During lockdown it seems unavoidable to have a nostalgic craving to revisit films that we have adored for years. Joel Schumacher’s 2004 adaptation of Andrew Lloyd Webber’s The Phantom of the Opera is one of my earliest memories in life and I have watched it more times than I would dare to admit. It is clear that people can have two kinds of relationship with the movie: there are those who are immediately prompted to yell ‘turn it off’ in disgust, and those who set The Music of the Night as their lullaby and want to throw themselves into Gerard Butler’s Phantom’s arms and whisper ‘I’m yours’. The reasons for this divide are manifold.
Needless to say, if musicals make you cringe automatically, you are probably going to belong to team one. However, even devoted musical-lovers accuse Andrew Lloyd Webber of essentially castrating the original story, wherein a pathetic and violent phantom with a monstrously deformed body haunts the dungeons of the 19th century Paris Opera and is hopelessly in love with the beautiful rising opera-star Christine. Whilst this tale seems better suited to the character-dynamics of dark dramas such as The Hunchback of the Notre Dame and the Gothic horror Jekyll and Hyde, the reinvented Phantom has instead become a beautiful ‘angel of hell’, and Gerard Butler subsequently aced this concept. Despite the complaints of some purists, Lloyd Webber provided us with a new and a lot more eerie approach to the essence of the phantom – the fact that viewers adore every single second on screen and seemingly tend to forgive that he is a murderer, a narcist and pathologically obsessed with Christine makes him and his power over the female protagonist a lot more frightening than an ugly beast whose devotion is simply ridiculed.
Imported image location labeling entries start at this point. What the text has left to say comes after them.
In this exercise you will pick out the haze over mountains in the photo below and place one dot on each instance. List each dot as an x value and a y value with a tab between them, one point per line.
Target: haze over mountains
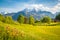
36	13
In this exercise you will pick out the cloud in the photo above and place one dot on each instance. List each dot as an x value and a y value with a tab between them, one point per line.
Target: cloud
54	9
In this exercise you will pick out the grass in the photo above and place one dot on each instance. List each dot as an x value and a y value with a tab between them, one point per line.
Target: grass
29	32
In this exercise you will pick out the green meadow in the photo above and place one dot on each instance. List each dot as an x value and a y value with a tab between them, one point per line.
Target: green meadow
29	32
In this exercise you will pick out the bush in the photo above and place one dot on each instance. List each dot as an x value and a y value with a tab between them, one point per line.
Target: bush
46	19
20	19
31	20
8	19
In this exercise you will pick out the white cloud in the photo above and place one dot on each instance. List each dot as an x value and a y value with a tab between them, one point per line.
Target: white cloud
54	9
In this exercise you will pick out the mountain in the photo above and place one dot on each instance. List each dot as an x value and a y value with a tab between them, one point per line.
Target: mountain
27	12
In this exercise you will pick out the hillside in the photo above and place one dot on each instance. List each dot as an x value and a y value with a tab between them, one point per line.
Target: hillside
27	12
30	32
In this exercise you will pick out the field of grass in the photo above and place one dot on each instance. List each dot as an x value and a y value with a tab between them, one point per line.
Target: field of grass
28	32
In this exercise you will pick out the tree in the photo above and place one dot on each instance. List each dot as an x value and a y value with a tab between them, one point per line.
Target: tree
31	20
46	19
2	18
20	18
58	17
8	19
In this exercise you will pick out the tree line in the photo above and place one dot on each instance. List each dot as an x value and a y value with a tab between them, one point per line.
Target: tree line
25	20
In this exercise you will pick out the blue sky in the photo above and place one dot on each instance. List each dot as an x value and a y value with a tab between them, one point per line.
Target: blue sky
17	5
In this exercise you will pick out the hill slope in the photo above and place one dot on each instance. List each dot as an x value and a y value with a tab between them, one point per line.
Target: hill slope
30	32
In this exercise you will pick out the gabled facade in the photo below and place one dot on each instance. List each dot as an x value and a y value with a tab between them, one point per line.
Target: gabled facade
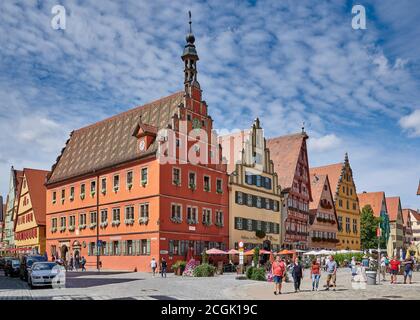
290	158
396	241
415	225
29	230
377	201
407	228
254	193
323	223
123	191
346	202
12	200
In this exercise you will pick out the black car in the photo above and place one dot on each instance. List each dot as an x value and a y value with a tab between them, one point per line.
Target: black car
3	262
12	267
26	263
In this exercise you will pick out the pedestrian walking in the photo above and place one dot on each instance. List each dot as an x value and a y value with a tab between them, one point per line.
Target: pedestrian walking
163	266
394	267
278	269
353	267
408	269
297	274
331	272
83	263
315	274
153	265
384	266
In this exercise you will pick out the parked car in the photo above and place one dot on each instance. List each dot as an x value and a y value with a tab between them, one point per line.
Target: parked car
46	274
12	267
3	262
26	263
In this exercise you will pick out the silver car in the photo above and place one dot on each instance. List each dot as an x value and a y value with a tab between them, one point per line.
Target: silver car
47	274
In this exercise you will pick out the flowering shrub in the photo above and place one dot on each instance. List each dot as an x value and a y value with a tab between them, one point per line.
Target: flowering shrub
189	268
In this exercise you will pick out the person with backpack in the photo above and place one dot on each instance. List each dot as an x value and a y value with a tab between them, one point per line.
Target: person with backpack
408	269
297	274
278	269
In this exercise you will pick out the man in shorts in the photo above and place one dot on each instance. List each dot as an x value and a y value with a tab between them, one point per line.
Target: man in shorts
278	269
331	272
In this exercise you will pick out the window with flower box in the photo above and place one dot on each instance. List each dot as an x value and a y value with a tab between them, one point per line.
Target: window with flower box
192	215
176	213
129	215
207	217
115	216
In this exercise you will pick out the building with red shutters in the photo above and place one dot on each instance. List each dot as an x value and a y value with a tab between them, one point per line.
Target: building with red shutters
146	183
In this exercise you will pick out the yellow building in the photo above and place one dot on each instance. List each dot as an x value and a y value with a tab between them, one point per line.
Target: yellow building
254	194
346	202
30	219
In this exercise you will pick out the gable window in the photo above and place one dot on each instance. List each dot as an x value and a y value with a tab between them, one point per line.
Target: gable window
143	176
176	176
192	180
129	180
92	188
206	183
103	185
176	213
82	191
116	183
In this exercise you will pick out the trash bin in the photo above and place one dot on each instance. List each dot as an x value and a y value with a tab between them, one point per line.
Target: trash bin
371	277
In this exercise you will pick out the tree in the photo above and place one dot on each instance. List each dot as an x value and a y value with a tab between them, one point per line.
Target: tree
368	226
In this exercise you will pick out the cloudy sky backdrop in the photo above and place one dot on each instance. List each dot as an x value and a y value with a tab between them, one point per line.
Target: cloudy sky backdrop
283	61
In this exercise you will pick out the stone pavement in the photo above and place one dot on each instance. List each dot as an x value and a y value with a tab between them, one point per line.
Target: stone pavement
142	286
346	290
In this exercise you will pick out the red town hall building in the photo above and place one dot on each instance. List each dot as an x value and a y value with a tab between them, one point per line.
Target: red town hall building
290	157
111	199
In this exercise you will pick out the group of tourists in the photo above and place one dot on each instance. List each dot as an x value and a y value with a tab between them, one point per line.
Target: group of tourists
279	271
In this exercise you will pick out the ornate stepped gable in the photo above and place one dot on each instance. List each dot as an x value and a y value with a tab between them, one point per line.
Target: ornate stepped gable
285	152
374	199
110	142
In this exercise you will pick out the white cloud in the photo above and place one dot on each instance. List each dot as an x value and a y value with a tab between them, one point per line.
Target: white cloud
411	123
324	143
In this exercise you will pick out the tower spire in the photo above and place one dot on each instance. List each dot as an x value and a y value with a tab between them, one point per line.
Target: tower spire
190	58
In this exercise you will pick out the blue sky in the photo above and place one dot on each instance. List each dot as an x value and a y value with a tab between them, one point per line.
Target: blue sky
283	61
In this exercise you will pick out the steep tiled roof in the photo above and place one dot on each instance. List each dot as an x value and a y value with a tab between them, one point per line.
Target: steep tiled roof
333	171
111	142
392	207
37	192
374	199
317	186
284	151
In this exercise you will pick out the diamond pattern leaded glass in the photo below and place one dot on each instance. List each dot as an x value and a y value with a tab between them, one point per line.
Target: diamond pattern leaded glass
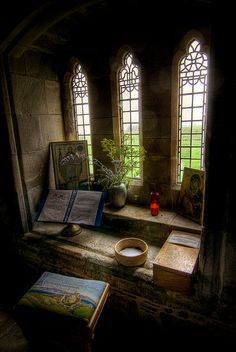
81	111
192	109
129	95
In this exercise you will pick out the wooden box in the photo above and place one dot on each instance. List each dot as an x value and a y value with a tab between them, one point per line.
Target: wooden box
175	263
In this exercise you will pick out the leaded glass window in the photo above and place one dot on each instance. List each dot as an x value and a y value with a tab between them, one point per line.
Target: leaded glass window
129	103
81	110
192	108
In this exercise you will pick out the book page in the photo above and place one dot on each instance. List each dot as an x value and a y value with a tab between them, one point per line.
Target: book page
85	208
55	206
188	240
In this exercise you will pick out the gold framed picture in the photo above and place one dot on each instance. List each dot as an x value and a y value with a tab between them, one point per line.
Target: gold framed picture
190	201
70	164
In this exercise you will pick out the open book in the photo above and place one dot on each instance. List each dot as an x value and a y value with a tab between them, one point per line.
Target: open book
72	206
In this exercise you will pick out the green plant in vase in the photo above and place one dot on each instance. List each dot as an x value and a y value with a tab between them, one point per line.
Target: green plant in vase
125	161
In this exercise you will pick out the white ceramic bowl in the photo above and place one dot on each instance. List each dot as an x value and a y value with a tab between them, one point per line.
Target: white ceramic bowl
131	251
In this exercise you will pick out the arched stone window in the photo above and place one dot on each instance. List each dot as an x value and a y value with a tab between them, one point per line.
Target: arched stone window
190	110
80	102
128	106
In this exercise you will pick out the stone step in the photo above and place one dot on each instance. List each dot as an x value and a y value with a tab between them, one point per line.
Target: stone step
137	221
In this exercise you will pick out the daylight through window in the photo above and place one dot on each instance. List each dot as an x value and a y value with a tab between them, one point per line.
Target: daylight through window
81	111
129	103
192	108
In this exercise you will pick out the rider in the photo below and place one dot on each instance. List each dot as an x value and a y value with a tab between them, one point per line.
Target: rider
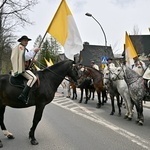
146	76
110	64
138	62
19	58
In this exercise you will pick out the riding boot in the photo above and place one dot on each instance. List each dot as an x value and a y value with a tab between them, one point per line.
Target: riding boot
24	95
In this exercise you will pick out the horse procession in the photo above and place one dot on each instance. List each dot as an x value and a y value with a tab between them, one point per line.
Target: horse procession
131	86
121	82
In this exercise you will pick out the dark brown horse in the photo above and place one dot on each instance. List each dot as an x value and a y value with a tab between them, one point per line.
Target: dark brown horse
39	96
97	77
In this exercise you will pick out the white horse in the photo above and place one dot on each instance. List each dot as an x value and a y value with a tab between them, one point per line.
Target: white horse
136	88
113	92
139	67
122	88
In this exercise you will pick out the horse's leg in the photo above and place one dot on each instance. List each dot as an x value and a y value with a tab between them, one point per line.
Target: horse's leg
112	105
118	104
86	96
141	117
8	134
37	117
103	97
75	90
1	145
138	112
99	100
81	95
93	94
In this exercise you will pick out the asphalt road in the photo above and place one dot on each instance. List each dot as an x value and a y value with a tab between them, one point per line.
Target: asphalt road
68	125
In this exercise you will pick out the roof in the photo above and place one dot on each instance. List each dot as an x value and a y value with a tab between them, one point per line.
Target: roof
141	44
94	53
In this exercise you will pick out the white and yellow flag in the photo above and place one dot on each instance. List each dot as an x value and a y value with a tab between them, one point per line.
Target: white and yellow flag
63	28
130	52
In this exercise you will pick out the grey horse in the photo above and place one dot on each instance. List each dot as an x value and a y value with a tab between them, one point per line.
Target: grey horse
136	88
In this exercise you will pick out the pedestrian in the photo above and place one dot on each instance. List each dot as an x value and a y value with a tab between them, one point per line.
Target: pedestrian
20	57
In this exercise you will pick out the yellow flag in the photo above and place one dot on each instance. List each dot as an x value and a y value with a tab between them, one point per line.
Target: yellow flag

Another criticism sometimes aimed at the musical itself and the movie and Schumacher’s 2004 adaptation alike is that there is not as diverse in soundtrack as other theatrical masterpieces. However, the reprises of a few forever-remember themes, which creates an eerie and coherent soundtrack instead of many individual tracks, is not automatically a flaw.
The actors in the film had a peculiar challenge in that they had to possess both Broadway and Hollywood qualities. Musicals are perhaps inherently less nuanced and as life-like as what the main cast were accustomed to. However, the main trio, Emmy Rossum, Gerard Butler and Patrick Wilson are as genuine as a theatre adaption allows them to be. Miranda Richardson and Jennifer Ellison are also little over-dramatized, but this is easily forgotten amongst an array of fantastic performances.
Perhaps most importantly of all, in any production of The Phantom of the Opera, the set is not simply a background but almost a main character, and it could not have been filmed any more gorgeously. Chaotically overpacked with chandeliers, gold and crimson velvet, industrial amounts of flowers and intricately decorated people, it feels like a world in its own right, a mystical enchanted labyrinth that brilliantly juxtaposes shining glamour and a dark, nefarious underbelly.
It is a movie that definitely does not appeal to everybody, but those who love are automatically die-hard fans, and it is easy to see why. Whether you loathe the inventive approach to the Phantom’s character or celebrate it, this is a fantastic reimagining of a classic, timeless story.